Horan then shifted his discussion to the third subject, reminding us that, for all of his insight and prophetic wisdom, Merton’s writings are not without flaws.
“Merton’s own white self-criticality was limited by his own socialization, which despite his best intentions nevertheless prevented him many times from recognizing his own whiteness as a marker of race itself,” Horan said.
In other words: Thomas Merton was still a man, subject to the same ingrained cultural biases that we all are. The difference?
“For all his contextual and self-critical limitations,” Horan said, “at least Thomas Merton was able to plainly state that in the United States, racism has been, and remains, a white problem.”

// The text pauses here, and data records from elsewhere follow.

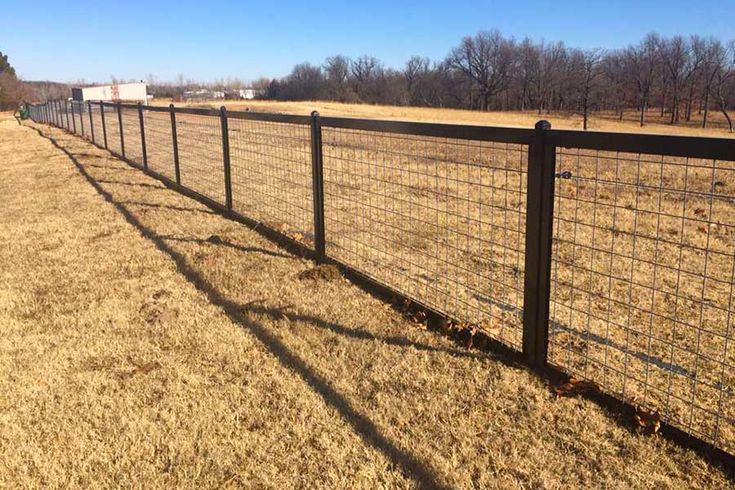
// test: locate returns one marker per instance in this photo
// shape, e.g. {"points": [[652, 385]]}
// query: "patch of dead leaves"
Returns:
{"points": [[140, 368], [648, 420], [324, 272], [574, 386]]}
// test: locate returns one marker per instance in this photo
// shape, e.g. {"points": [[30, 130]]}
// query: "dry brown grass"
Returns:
{"points": [[600, 122], [642, 262], [137, 353]]}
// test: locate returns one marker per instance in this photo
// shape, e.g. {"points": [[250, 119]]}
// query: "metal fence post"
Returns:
{"points": [[317, 173], [81, 116], [91, 122], [142, 135], [226, 157], [175, 139], [539, 225], [122, 137], [104, 125]]}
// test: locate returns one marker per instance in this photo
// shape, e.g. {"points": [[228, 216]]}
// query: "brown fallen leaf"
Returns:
{"points": [[649, 421], [575, 386], [143, 368]]}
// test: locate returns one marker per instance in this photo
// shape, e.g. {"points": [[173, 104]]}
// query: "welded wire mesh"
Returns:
{"points": [[642, 283], [200, 154], [439, 220], [271, 175], [159, 143], [131, 133]]}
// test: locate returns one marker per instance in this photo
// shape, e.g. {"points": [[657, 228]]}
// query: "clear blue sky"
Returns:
{"points": [[205, 40]]}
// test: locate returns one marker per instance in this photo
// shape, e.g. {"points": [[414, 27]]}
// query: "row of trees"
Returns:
{"points": [[678, 76], [12, 89]]}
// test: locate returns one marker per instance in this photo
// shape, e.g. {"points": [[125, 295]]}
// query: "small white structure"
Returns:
{"points": [[129, 92], [247, 93]]}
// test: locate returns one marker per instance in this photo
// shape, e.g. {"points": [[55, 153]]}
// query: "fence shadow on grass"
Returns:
{"points": [[412, 467]]}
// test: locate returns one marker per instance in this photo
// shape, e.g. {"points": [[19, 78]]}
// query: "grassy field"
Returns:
{"points": [[643, 252], [599, 121], [137, 350]]}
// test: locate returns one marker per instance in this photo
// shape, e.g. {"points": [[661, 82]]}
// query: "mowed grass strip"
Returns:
{"points": [[149, 342]]}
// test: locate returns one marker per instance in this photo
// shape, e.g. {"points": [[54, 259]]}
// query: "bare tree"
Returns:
{"points": [[642, 60], [486, 59], [337, 71], [723, 77], [591, 72]]}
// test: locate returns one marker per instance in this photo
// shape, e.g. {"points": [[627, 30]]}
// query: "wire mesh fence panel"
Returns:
{"points": [[159, 143], [440, 220], [271, 175], [200, 154], [112, 125], [642, 283], [131, 134]]}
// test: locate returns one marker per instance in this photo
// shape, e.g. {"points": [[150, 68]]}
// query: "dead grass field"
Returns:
{"points": [[599, 122], [643, 254], [137, 352]]}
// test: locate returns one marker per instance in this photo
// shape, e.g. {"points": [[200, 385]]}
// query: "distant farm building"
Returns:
{"points": [[203, 94], [123, 92], [248, 93]]}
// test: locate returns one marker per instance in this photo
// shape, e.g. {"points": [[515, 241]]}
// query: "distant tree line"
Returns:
{"points": [[683, 78], [12, 90]]}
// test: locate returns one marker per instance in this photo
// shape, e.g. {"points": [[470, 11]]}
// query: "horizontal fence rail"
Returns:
{"points": [[607, 256]]}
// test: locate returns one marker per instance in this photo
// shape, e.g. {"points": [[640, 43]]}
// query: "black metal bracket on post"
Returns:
{"points": [[317, 172], [175, 138], [539, 227], [91, 122], [142, 135], [104, 125], [226, 157], [122, 133]]}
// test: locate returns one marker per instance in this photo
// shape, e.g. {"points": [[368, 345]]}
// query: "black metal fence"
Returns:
{"points": [[607, 256]]}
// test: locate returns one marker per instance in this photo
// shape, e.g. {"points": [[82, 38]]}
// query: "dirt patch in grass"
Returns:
{"points": [[261, 380]]}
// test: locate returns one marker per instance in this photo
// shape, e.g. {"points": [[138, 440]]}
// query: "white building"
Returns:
{"points": [[247, 93], [127, 92]]}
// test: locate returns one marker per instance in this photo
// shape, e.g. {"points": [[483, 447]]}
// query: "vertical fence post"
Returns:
{"points": [[104, 125], [142, 135], [539, 226], [91, 122], [317, 174], [122, 133], [175, 139], [226, 157], [81, 116]]}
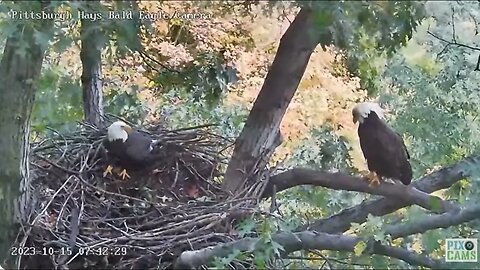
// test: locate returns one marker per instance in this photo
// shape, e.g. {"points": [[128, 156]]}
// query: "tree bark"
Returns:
{"points": [[261, 128], [91, 56], [19, 70]]}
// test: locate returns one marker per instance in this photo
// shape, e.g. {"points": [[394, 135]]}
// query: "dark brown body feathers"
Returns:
{"points": [[384, 149], [134, 153]]}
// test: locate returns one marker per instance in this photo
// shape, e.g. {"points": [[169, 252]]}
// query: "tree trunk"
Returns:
{"points": [[19, 70], [261, 128], [91, 56]]}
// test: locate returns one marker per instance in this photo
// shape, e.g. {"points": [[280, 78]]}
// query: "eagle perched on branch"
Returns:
{"points": [[383, 148], [130, 148]]}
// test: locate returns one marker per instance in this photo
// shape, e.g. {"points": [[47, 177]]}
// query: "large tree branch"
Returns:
{"points": [[434, 222], [438, 180], [340, 181], [281, 83], [305, 240]]}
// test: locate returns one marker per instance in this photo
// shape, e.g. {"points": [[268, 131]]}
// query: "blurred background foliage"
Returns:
{"points": [[192, 72]]}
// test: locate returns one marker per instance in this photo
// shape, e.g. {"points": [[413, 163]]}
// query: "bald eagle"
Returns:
{"points": [[384, 149], [130, 148]]}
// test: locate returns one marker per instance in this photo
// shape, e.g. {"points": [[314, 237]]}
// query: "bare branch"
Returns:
{"points": [[434, 222], [340, 181], [303, 241], [440, 179]]}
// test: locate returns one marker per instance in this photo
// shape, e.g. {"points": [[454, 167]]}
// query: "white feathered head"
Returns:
{"points": [[118, 130]]}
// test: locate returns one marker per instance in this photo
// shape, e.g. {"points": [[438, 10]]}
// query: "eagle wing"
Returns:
{"points": [[138, 147], [386, 153]]}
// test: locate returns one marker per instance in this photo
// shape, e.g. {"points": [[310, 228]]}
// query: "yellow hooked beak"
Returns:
{"points": [[355, 118], [127, 128]]}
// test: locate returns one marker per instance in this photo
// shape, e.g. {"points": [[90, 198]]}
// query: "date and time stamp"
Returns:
{"points": [[67, 251]]}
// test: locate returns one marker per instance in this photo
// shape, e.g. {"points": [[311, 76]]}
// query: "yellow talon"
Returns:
{"points": [[371, 177], [108, 171], [124, 174]]}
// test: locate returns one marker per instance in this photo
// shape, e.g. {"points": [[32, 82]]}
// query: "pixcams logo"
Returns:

As I walked out at the end of the lecture, the weight of Horan’s words began to hit me. The full reality of American racism, in all its systemic, day-to-day enormity, can never be fully understood by anyone who lives his or her life in the majority. Conversely, the depth of white privilege is only truly discernible through the eyes of those who don’t have it.
Black History Month is over, but the struggle for social justice has no end in sight. Horan’s deeply relevant insight on this struggle is a personal and spiritual inspiration, but also a crucial reminder that our society’s greatest shortcomings are nothing new.